Profesi Advokat Tak Masuk Sektor Esensial, PERADI Surati Presiden
Utama

Profesi Advokat Tak Masuk Sektor Esensial, PERADI Surati Presiden

​​​​​​​Dengan beberapa pertimbangan, Peradi mengajukan permohonan agar advokat bisa masuk ke dalam sektor esensial.

Oleh:
Fitri Novia Heriani
Bacaan 4 Menit

Baca:

Andre menegaskan pemerintah sengaja mengatur sesempit mungkin sektor esensial dan kritikal untuk mengurangi mobilisasi masyarakat di luar rumah. Dia memastikan tak ada faktor diskriminasi untuk sektor profesi, tujuan pemerintah hanya ingin mengurangi penyebaran Covid-19.

“Sengaja ambil sesempit mungkin, jadi yang menyangkut kelangsungan hidup atau jalannya roda ekonomi misalnya energi, kesehatan, infrastuktur, yang tidak menimbulkan kerumunan, seperti tambang itu lebih banyak mesin daripada orang masuk ke sektor esensial dan kritikal. Ini harus dimengerti, ini bukan diskriminasi tapi upaya darurat untuk mengurangi penyebaran Covid-19. Jadi semakin sedikit orang yang tidak bisa keluar rumah akan semakin baik,” tegasnya.

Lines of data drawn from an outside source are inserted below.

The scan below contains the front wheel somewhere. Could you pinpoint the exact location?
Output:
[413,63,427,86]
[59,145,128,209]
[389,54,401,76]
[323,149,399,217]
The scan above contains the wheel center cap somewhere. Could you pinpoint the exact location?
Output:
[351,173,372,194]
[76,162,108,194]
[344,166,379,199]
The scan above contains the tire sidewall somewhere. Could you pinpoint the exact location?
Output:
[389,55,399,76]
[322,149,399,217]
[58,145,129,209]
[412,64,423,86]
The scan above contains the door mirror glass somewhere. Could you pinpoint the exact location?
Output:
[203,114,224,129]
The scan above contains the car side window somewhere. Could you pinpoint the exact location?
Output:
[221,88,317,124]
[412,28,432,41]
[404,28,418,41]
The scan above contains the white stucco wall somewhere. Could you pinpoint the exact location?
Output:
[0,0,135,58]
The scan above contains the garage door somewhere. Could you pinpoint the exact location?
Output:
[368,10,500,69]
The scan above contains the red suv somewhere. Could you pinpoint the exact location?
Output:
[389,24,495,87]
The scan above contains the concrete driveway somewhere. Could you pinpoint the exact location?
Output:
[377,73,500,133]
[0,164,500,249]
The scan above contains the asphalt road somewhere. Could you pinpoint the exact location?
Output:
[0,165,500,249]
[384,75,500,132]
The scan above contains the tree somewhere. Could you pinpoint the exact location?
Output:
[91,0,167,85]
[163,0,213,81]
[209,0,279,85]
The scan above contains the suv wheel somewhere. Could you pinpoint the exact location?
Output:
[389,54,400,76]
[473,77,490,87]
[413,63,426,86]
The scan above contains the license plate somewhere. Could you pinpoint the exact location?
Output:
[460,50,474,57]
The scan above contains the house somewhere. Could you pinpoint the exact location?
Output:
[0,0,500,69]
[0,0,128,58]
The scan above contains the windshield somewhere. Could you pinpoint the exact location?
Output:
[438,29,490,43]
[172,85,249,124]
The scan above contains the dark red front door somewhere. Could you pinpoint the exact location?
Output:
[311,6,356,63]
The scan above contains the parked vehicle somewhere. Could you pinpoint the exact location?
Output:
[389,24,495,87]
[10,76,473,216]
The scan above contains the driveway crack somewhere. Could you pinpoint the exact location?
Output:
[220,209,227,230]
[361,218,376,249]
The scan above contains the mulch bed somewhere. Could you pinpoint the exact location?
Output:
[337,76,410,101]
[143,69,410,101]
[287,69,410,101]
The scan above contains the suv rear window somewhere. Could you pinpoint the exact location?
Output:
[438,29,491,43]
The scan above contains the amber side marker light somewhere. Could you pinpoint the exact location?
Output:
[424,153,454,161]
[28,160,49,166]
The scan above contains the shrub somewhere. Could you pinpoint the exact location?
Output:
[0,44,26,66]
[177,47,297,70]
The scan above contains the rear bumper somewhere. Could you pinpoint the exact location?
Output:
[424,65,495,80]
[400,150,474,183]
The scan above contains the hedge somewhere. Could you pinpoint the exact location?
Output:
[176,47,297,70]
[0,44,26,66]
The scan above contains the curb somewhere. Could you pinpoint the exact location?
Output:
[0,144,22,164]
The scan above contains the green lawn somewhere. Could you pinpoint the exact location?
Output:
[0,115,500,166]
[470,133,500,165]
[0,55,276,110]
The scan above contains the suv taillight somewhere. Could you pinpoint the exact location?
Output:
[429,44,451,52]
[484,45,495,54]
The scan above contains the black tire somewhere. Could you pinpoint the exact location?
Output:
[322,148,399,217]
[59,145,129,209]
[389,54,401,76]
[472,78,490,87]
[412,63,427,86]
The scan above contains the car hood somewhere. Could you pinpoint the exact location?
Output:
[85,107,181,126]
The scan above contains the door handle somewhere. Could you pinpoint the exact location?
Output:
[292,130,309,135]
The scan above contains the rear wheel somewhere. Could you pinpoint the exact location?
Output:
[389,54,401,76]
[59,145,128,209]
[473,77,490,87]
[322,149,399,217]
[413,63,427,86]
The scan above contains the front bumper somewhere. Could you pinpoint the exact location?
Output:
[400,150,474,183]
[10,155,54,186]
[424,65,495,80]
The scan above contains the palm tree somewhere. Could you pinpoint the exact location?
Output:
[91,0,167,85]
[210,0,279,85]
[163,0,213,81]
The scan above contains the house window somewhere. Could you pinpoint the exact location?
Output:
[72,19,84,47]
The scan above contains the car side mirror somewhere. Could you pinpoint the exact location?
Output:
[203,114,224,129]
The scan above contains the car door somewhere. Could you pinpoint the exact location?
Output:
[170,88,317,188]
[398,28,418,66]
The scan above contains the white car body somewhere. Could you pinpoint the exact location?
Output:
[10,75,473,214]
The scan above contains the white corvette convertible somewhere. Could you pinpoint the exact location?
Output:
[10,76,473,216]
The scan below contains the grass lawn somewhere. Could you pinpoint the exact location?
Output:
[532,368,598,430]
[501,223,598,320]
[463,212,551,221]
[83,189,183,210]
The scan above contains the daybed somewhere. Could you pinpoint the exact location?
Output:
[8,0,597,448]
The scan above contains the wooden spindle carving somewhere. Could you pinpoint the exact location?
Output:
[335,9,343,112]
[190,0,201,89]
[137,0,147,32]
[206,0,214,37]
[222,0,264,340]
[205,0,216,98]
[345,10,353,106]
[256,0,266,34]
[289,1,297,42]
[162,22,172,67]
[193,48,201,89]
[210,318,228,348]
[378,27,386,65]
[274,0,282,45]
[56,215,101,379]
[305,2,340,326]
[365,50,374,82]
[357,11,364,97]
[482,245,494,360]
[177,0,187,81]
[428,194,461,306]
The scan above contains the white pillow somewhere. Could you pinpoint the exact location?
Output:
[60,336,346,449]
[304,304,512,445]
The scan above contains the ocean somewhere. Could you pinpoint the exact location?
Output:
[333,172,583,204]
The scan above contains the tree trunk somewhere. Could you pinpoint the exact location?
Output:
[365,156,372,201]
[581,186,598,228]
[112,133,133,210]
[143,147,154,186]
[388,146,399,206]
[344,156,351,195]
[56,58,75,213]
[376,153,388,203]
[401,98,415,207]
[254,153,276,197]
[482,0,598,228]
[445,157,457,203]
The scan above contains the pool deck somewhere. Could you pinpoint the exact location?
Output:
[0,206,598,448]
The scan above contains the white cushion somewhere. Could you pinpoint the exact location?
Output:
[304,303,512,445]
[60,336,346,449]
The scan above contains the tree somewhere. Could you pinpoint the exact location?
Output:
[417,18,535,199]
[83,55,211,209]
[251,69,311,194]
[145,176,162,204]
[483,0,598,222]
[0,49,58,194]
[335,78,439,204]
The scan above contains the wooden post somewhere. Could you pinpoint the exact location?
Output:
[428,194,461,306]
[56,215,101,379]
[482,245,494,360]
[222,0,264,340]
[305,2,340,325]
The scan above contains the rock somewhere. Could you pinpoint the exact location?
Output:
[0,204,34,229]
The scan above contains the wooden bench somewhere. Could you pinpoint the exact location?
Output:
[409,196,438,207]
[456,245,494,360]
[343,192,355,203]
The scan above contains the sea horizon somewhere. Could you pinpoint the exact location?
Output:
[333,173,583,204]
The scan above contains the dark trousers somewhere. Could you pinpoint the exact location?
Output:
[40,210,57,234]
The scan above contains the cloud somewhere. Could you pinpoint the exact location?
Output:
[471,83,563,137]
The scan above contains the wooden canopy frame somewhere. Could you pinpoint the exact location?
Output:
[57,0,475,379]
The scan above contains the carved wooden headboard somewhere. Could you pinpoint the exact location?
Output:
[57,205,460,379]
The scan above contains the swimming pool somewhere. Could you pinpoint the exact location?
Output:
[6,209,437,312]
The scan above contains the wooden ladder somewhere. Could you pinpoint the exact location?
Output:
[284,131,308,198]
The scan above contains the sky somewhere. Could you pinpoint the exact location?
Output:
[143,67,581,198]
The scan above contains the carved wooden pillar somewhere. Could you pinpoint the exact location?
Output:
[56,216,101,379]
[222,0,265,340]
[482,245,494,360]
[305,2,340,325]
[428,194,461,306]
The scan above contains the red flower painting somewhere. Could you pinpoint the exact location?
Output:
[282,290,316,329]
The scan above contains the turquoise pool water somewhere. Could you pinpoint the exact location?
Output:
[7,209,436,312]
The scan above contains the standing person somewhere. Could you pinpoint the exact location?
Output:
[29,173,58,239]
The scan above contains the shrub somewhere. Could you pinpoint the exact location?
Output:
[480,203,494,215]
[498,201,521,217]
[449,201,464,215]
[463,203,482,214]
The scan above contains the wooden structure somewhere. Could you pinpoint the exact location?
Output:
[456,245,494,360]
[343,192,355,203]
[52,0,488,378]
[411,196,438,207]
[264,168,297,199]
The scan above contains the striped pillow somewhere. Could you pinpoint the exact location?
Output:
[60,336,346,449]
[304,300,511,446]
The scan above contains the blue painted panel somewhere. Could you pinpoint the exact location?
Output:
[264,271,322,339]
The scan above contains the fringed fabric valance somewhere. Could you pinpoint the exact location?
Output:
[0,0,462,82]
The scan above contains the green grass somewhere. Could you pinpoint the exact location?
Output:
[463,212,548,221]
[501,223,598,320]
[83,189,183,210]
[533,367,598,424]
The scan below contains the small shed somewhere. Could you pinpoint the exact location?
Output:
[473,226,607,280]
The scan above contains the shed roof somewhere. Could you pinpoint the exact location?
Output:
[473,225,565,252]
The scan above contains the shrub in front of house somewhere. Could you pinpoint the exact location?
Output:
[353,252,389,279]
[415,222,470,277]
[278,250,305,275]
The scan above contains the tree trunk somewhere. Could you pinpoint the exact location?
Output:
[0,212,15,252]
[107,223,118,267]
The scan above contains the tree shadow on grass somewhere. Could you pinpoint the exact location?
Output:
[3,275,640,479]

Selain itu, lanjutnya, PPKM darurat ini hanya berlaku selama dua pekan dan maksimal satu bulan, sehingga dinilai tidak akan berdampak secara jangka panjang untuk profesi-profesi yang wajib melaksanakan WFH. Sehingga proses persidangan perkara mungkin akan dilaksanakan secara daring (e-court), atau sesuai peraturan yang akan dan telah dikeluarkan oleh Mahkamah Agung (MA).

“Selama ini persidangan e-court, kalau pidana harus jalan terus karena ada batas waktu. Karena tadi peradilan masuk ke esensial, apakah persidangan e-court atau tidak itu tergantung MA. MA mau mengacu ke aturan lama atau mungkin bikin baru. Karena kalau sidang kedua belah pihak harus hadir, termasuk kuasa hukum,” tegasnya.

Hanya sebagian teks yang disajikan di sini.